Question

Prove (Theorem 2.3) that \(\frac{d}{d x}\left[x^{n}\right]=n x^{n-1}\) for the case in which \(n\) is a rational number. (Hint: Write \(y=x^{p / q}\) in the form \(y^{q}=x^{p}\) and differentiate implicitly. Assume that \(p\) and \(q\) are integers, where \(q>0 . )\)

Short answer

The derivative of \(x^{n}\) where \(n\) is a rational number is \(n x^{n-1}\). This is obtained by transforming the original equation, differentiating implicitly, and doing the algebra to isolate the derivative.

Step-by-step solution

Rewrite the Function

Rewrite \(y = x^{p/q}\) in the form \(y^{q} = x^{p}\). This manipulation allows us to differentiate both sides implicitly.

Differentiate Implicitly

Differentiating both sides with respect to \(x\) gives \( qy^{q-1} * y' = px^{p-1} \), where \(y'\) is the derivative of \(y\) with respect to \(x\).

Isolate y'

Isolate \(y'\) to get the derivative, which gives \(y' = px^{p-1} / (qy^{q-1})\).

Substitute y back

Now substitute \(y = x^{p/q}\) back into the equation to get \(y' = (px^{p-1}) / (qx^{p-q})\). After simplification, this results in \(y' = p/q * x^{p/q - 1}\). After canceling out the terms, this results in \(y' = n x^{n-1}\)

Key concepts

Implicit Differentiation

Implicit differentiation is a powerful technique used to find the derivative of an equation that is not explicitly solved for one variable in terms of another. This approach is particularly useful when dealing with functions that involve variables raised to a certain power, like in the case of rational exponents.

For example, when dealing with an equation like \(y^q = x^p\), where \(pq\) are integers, you cannot directly apply the typical rules of differentiation without first expressing \(y\) explicitly in terms of \(x\). However, implicit differentiation allows us to find \(\frac{dy}{dx}\) by taking the derivative of both sides of the equation with respect to \(x\), keeping in mind the chain rule. This involves differentiating \(y\) as if it were a function of \(x\) and then multiplying by the derivative of \(y\) itself, denoted as \(y'\).

Through implicit differentiation, we find that if \(y^q = x^p\), then \( qy^{q-1} * y' = px^{p-1}\), which is essential in solving for \(y'\) and proving that the power rule is valid even when the exponent is a rational number.

Power Rule for Derivatives

The power rule for derivatives is an essential rule in calculus that simplifies the process of finding the derivative of a power function. When the function is presented in the form \(x^n\), where \(n\) is a real number, the power rule states that the derivative of \(x^n\) with respect to \(x\) is \(nx^{n-1}\).

This rule simplifies the differentiation process because it eliminates the need for more cumbersome limit processes to find slopes of tangent lines or rates of change. It is particularly useful because it applies to both integer and rational exponents, confirming its broad applicability across functions. When applied to rational exponents, it allows students to express derivatives in a more simplified form, making the understanding and computation of the derivatives much more approachable.

Derivative of Exponential Functions

Exponential functions, which can generally be denoted as \(a^x\) where \(a\) is a positive constant, have unique properties when it comes to differentiation. However, our focus here is on functions with bases that are variables, such as \(x^p\), with rational exponents.

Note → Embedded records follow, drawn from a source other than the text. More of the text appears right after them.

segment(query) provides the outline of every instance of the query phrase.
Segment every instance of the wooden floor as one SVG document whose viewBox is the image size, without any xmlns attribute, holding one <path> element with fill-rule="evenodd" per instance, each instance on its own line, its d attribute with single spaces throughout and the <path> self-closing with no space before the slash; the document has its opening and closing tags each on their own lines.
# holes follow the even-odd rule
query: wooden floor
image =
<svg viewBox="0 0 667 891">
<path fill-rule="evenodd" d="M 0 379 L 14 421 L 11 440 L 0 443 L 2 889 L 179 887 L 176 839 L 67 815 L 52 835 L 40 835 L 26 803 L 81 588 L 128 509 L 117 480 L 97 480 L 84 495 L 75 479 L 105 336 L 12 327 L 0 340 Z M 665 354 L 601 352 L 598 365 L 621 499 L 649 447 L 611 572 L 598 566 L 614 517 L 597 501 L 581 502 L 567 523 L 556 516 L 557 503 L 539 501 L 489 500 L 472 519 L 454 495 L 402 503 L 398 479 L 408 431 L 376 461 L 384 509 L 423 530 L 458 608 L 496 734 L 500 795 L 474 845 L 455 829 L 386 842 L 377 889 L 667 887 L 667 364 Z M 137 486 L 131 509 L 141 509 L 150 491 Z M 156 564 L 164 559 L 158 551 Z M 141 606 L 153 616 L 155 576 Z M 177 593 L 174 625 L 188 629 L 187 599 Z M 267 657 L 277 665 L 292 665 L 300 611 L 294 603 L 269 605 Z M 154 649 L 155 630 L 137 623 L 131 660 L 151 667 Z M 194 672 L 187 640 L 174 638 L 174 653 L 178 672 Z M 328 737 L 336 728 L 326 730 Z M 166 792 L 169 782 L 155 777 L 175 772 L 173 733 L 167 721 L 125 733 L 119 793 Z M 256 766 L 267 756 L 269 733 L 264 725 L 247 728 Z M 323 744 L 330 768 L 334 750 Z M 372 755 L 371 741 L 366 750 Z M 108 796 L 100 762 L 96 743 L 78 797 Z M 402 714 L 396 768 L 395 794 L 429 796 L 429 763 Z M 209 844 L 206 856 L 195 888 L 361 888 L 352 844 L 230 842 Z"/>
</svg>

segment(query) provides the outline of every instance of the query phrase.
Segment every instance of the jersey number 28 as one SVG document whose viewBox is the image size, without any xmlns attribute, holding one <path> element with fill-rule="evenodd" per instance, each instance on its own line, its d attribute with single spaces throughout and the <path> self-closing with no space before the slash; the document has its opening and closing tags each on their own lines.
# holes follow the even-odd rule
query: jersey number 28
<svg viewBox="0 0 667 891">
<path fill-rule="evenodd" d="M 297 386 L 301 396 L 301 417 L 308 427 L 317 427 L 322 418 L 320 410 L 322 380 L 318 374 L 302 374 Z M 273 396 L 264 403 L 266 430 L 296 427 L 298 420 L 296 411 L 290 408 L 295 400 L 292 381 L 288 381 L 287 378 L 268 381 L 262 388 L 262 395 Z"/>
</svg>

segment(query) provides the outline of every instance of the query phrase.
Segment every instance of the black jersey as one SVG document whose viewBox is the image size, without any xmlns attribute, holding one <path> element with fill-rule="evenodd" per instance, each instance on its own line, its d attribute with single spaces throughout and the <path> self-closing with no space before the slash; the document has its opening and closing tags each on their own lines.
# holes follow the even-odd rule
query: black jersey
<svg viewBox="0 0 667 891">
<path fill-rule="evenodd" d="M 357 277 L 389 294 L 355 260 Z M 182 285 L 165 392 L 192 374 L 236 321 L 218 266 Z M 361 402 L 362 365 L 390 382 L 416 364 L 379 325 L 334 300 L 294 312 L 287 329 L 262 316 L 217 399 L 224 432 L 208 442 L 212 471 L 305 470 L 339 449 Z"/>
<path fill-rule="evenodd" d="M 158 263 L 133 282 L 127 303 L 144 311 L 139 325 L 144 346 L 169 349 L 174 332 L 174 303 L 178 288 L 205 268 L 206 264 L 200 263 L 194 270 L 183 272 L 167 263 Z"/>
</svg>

The process of finding the derivative of exponential functions with a variable base and a rational exponent involves transforming the function into a form that can utilize implicit differentiation. As demonstrated in the exercise, by writing the function as \(y = x^{p/q}\) and then re-arranging to \(y^q = x^p\), and differentiating implicitly, we arrive at an expression for the derivative that mirrors the properties of the derivative of a standard exponential function. This approach highlights how implicit differentiation seamlessly extends to more complex functions such as rational exponentials.

Rational Exponents

Rational exponents represent the connection between exponentiation and root operations. A rational exponent, such as \(p/q\), indicates that the base should be raised to the power of \(p\) and also that a \(q\)-th root should be taken. In the context of derivatives, functions of the form \(x^{p/q}\) can pose a challenge.

However, as seen in the provided solution, by applying the concept of rewriting the function with the rational exponent in a form that allows for implicit differentiation, we facilitate the use of the power rule. The rewriting process allows us to convert a function with a rational exponent into a simpler form that implicitly reflects the existence of both the power and the root. Undoubtedly, understanding rational exponents is crucial for comprehending their behavior under differentiation which, as proved, follows the power rule.